JW: The influences that people have noticed in the record's arrangements are never intentional. There's always so much going on in your brain that you're not consciously aware of, especially when creativity is involved, and most of the time we find that thinking too hard about the creative process tends to kill it. Andy and I listen to as much music as we can get our hands on, genres notwithstanding, and it's no surprise that some of those influences show themselves in our music. But I tend to think that other people are far more qualified to recognize those influences than we are. We're way too close to that record to see the whole picture like others do.
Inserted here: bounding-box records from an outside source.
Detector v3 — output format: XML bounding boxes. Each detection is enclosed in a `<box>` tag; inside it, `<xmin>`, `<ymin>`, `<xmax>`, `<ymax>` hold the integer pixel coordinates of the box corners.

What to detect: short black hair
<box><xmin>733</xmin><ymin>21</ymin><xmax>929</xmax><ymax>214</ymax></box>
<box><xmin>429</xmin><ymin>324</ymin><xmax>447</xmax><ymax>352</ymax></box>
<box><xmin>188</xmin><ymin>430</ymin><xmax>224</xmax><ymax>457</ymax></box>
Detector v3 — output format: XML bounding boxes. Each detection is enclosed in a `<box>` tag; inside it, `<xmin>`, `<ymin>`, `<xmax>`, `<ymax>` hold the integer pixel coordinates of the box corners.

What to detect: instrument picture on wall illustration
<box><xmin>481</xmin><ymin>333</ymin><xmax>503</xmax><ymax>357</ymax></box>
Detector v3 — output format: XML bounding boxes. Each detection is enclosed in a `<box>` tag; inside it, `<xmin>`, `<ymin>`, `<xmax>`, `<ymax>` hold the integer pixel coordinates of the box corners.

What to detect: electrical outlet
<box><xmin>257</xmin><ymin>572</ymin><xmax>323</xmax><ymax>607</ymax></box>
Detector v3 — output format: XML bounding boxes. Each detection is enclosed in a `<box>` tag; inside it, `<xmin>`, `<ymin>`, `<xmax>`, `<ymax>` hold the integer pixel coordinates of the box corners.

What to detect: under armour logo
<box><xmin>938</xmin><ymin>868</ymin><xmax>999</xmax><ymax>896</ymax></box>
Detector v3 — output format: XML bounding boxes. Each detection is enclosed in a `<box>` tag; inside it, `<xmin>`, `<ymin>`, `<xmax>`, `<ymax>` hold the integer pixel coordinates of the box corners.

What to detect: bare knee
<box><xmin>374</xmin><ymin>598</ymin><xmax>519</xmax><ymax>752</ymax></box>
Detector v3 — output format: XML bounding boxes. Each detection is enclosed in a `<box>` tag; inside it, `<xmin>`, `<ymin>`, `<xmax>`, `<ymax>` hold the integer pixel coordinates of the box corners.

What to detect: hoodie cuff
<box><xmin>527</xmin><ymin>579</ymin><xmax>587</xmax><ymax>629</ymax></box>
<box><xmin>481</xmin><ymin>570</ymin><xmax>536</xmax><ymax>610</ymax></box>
square: Lyrically the record appears to be a very urban album, but the natural world never seems far off. The album opens with a stroll through the city as Jenn sings “I can please concrete by walking.” In “Lawn to Mow,” Andy sings of “the smoggiest of towns.” But in “Regret,” Andy sings of an urban landscape's destruction: “The city swallowed by the ocean deep.” How does the city play into your songwriting and inform your music? Do you ever find yourselves pining for a more rural environment?
JW: City life definitely influences the way we think and the way we write. Right now, we love living in Baltimore, but I think there's a part of everyone that craves the natural world. It's impossible to play in and promote a band without spending a serious amount of time in urban areas, and there are many elements of city life that we enjoy, but I can't imagine living my entire life in a city. One of the major perks of achieving a reasonable level of success as a band is the opportunity to relocate to a more isolated environment. Hopefully one day we'll be able to hole up in the woods somewhere and have a bit more freedom to write and record, in between harvesting crops, chopping wood, and wrasslin' bears.
square: Many of your lyrics are concerned with family and relationships. Is there a particular way you go about incorporating personal experience into your music or does it come natural to you?
JW: The only rule that I apply to writing songs is to be as honest as possible- but, of course, that's not exactly a new idea. My songs are very personal, but I can say that I think if something affects you enough, the song will come to the surface without too much effort. Usually, when you really try— that's when the song eludes you.
square: Lastly, what hopes do you have for 2008? Any New Year's resolutions?
JW: Cash, money, bling, benjamins. The more the better.